Students were celebrating first class GCSE results across Sheffield today - raising hopes schools may at last have reached the city’s most important education target.
Secondaries reporting best-ever pass rates included Ecclesfield, Notre Dame and Fir Vale, while the city’s two original academies, Sheffield Springs and Sheffield Park, said their early estimates told a similar story.
Sheffield schools overall need to improve their results by just four per cent to equal the 2012 national average of just under 59 per cent.
And with national pass rates predicted to show little change this year, education chiefs are hopeful a historic breakthrough may finally have been achieved.
Ecclesfield headteacher Joe Wirth said 69 per cent of his students had achieved five GCSE passes at A* to C, including English and maths.
“That is up by six per cent and is by a sizeable distance our best result ever,” he said.
“This with 1,740 students is the biggest school in the city and our 346 Year 11s have produced an outstanding set of results.”
Ecclesfield is also among the top 20 per cent of the most improved schools in the country, with results up by 22 per cent in just three years.
Fir Vale’s pass rate was 53 per cent, up by 13 and a record for the school.

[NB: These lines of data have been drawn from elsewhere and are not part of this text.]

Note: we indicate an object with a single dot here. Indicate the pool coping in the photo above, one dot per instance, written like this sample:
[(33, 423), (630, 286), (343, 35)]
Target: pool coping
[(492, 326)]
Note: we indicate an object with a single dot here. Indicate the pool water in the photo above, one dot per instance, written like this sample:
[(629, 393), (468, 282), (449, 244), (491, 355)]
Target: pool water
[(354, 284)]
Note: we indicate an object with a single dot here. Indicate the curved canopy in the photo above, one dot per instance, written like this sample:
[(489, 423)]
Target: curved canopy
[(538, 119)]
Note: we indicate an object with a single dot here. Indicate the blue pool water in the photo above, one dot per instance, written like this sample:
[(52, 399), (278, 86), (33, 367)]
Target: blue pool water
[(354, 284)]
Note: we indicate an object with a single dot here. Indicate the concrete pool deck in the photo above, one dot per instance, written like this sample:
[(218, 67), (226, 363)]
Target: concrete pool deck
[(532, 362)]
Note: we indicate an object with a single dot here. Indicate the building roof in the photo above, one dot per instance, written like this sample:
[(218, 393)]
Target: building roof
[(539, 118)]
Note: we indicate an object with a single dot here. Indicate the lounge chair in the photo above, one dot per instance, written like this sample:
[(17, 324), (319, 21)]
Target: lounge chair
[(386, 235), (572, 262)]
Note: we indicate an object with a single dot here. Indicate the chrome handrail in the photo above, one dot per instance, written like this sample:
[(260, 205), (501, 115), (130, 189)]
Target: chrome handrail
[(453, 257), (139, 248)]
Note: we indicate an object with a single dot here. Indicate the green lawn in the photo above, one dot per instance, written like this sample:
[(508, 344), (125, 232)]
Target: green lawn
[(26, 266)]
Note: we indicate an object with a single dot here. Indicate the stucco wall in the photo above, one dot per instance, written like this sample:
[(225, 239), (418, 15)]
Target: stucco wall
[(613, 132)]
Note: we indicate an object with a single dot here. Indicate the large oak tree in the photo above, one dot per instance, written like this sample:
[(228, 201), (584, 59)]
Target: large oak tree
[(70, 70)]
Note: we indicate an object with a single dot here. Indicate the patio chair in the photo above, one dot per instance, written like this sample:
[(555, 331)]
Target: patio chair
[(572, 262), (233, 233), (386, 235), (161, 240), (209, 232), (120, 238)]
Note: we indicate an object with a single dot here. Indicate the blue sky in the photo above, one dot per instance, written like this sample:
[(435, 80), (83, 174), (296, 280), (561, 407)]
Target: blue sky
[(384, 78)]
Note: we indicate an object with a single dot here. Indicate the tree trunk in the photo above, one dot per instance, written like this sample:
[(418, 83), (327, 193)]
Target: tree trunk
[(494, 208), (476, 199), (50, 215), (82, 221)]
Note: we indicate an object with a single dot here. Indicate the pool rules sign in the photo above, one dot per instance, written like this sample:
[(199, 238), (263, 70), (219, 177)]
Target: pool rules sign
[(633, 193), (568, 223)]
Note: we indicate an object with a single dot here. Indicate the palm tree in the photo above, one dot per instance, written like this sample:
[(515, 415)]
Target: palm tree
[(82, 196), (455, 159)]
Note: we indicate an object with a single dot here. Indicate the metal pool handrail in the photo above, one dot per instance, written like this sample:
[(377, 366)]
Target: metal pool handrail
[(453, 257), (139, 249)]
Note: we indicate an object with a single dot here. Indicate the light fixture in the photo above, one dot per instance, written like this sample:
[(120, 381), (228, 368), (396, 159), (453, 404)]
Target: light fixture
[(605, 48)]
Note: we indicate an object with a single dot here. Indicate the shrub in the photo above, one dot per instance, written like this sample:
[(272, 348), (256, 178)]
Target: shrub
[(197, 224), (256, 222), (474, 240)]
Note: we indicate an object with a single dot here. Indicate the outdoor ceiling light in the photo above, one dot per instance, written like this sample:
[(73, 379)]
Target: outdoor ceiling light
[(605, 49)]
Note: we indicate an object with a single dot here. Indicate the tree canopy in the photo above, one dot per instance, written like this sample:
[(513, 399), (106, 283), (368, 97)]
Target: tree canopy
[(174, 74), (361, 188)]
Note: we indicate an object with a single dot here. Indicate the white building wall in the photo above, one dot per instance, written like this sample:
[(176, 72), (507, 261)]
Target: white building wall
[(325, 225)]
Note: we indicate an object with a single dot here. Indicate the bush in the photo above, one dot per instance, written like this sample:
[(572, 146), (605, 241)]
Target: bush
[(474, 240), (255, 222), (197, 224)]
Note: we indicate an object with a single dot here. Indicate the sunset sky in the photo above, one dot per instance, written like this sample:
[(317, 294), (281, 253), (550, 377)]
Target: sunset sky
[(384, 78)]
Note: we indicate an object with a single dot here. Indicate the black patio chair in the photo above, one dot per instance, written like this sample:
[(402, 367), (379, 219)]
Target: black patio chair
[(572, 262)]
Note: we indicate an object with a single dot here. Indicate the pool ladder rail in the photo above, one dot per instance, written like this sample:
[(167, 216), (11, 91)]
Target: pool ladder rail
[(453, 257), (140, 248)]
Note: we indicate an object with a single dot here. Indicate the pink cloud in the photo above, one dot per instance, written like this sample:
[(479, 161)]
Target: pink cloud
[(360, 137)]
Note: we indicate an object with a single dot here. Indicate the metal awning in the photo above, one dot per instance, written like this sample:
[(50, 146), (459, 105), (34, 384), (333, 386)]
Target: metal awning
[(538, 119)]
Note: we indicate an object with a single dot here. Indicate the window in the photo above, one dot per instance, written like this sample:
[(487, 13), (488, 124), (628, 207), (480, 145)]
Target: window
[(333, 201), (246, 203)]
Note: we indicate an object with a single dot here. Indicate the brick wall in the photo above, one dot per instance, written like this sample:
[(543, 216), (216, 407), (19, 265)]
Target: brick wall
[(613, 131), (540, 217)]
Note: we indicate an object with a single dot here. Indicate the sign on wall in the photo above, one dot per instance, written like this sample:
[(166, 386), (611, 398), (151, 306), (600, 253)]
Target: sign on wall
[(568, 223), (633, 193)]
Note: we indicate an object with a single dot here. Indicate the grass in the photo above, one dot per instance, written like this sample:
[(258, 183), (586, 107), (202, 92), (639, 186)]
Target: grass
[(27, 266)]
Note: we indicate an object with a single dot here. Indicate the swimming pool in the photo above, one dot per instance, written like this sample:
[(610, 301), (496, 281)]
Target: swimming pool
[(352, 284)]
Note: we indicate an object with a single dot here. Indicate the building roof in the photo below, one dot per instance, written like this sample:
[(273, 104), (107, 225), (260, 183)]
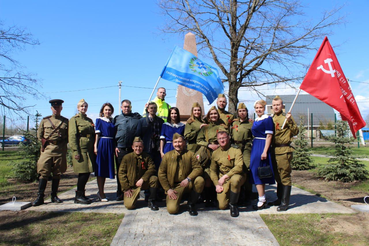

Headteacher Breffni Martin said: “After last year when the sudden changes in the English grade boundaries resulted in a national statistical fix that disadvantaged many of our students, we are delighted with this year’s achievements.”
After a critical inspection report this year ordered improvements, students at Broomhill’s King Edward VII School bounced back with a pass rate of 62 per cent, up 11.
Headteacher Beverley Jackson said: “We are delighted that again our students have fulfilled their potential at all levels.”
Stannington’s Forge Valley School - which was placed in special measures by inspectors in May - reported a two per cent increase to 47 per cent.
Headteacher Diane McKinlay said excellent English results in particular showed the school was now making significant progress.
One Sheffield school remains below the Government’s so-called ‘floor target’ of 40 per cent - Chaucer in Parson Cross, which reported a pass rate of 38 per cent, up one.
But headteacher Scott Burnside said it had been a year of change, with its conversion to an academy, new staff and new leadership.
“While our target was 40 per cent, we now feel we have the platform in place to move forward strongly in the years to come,” he added.
The city’s best state sector pass rate was reported at Notre Dame, with its highest ever score of 80 per cent.
Tapton School in Crosspool reported a 75 per cent pass rate, up four, Silverdale’s score was relatively unchanged on 72, while Bradfield students also achieved 72 per cent, up eight.
At Meadowhead the pass rate was 65 per cent, the same as in 2012, while at Newfield in Norton Lees passes rose by one per cent to 45.
Heads across the city said this year’s results showed tougher marking regimes were in place in maths and science subjects, after similar changes in English last year.
Tapton head David Bowes said: “A lot has been said nationally about the need to maintain standards, for consolidation, but youngsters caught in the middle may have received a D instead of a C grade.”